Naçizane tavsiyem klasikleri İletişim, Hasan Ali Yücel, Can gibi büyük yayınevleri veya Jaguar gibi küçük ama işini bilen yayınevleri dışında başka yayınevlerinden almamanız. İndigo, İlgi Kültür Sanat gibi yayınevleri hiç alıp okumamama rağmen bir şekilde kalitesiz olduklarını adım gibi bildiğimden elimi dahi sürmüyorum. Üniversitede okurken klasik çevirilerinde bir iki kez dilim yandıktan sonra bu gibi yayinevlerine elimi sürmeme kararımı ısrarla sürdürüyorum.
Enpara kitaplığından almıştım, yoksa bende klasikleri HAY ile okuyacağım kesinlikle. Bir delinin hatıra defterinin HAY baskısı kaç sayfa acaba?

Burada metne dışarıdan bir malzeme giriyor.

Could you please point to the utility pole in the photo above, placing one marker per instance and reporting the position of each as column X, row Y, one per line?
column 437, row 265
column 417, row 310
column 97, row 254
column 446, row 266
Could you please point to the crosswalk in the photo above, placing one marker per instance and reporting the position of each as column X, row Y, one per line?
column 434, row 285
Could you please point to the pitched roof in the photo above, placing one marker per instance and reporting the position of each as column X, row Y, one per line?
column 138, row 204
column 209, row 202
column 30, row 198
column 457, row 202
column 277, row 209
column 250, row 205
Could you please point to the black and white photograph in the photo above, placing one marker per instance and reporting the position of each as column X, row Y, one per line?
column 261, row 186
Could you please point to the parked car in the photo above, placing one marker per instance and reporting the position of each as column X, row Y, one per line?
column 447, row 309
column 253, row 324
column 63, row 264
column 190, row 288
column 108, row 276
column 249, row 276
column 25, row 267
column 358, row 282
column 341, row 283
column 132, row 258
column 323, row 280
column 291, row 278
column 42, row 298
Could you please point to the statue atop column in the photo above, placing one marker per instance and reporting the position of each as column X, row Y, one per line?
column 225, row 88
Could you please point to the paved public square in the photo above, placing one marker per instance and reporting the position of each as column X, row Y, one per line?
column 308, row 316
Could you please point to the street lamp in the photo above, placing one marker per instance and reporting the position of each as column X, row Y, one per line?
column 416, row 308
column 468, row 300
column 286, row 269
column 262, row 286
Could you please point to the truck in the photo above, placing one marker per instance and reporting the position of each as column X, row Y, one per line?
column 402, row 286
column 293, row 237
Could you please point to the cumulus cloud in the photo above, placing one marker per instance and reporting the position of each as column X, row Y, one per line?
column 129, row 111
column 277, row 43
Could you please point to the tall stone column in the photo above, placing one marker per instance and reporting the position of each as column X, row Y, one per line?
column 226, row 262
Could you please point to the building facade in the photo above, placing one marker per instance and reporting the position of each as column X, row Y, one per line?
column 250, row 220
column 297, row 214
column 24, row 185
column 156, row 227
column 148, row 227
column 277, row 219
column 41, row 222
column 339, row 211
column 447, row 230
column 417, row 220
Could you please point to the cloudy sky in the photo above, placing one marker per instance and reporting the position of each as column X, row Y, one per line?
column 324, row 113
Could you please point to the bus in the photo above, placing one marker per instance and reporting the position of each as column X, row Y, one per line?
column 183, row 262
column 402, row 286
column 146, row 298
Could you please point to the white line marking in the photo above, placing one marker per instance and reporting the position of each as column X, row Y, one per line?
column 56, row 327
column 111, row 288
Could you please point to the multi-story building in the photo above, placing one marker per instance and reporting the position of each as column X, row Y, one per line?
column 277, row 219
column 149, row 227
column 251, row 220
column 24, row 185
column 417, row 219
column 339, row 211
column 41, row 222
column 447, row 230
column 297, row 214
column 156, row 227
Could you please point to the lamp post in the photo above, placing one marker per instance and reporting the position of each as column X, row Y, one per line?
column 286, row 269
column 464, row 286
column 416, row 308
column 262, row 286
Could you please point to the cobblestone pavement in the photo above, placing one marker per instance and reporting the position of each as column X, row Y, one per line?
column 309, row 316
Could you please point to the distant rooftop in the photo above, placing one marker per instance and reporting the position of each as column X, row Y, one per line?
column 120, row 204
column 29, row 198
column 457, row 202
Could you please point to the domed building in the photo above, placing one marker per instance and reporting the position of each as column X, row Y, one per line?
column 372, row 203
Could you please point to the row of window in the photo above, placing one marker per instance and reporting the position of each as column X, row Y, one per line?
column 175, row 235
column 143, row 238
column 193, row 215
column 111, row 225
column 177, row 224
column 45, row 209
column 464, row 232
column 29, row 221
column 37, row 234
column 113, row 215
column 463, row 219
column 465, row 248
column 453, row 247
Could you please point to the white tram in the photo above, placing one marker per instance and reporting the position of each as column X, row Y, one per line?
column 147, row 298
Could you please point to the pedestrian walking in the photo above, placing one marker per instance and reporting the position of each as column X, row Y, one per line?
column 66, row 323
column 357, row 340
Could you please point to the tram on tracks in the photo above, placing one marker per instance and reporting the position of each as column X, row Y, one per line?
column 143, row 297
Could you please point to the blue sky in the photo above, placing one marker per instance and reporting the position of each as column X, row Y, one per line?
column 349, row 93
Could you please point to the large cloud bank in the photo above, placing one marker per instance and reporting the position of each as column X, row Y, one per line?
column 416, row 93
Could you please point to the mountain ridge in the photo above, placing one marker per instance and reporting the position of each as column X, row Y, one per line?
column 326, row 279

İçerisinde 6 öykü var 222 sayfa. Sadece bir delinin anı defteri 28 sayfa.
Terapi - Sebastian Fitzek
Sosyoloji veya dünya klasiği okumadığım zamanlarda araya böyle sürükleyici ve bir çırpıda bitirebildiğim kitaplar almayı seviyorum. Yazarın okuduğum ikinci kitabı. Hız kesmeden diğerlerine de devam etmeyi düşünüyorum hatta.
Terapi bildiğim kadarıyla yazarın ilk kitabı. Kitabın yarısında finali tahmin edilebilir hale gelmesine rağmen kitaptan zevk aldığımı ve bunu da yazarın ilk kitabı olması dolayısıyla hoş görülebilecek birşey olduğunu söyleyebilirim. Kimbilir belki de ben yanılıyorumdur. Sonu bu gece şehirlerarası otobüs yolculuğunda belli olacak.
Okuyalı çok oldu sonunu hatırlamıyorum ama genelde çözdüm diyorsun sağ gösterip, sol çakıyor.
Umarım öyledir. Bu akşam yolda bitirebilirsem mutlaka yeni bir not düşerim buraya
Aynı isimli dizisini izlemenizi tavsiye ederim, çok iyi.
Gülün adı uzun süredir aklımda, nasıl bir kitaptır hocam?
Teşekkürler. O diziyi biliyorum, hatta bir süredir izlemeyi planladığım diziler arasında yer alıyordu ama bu kitabın uyarlaması olduğunu bilmiyordum.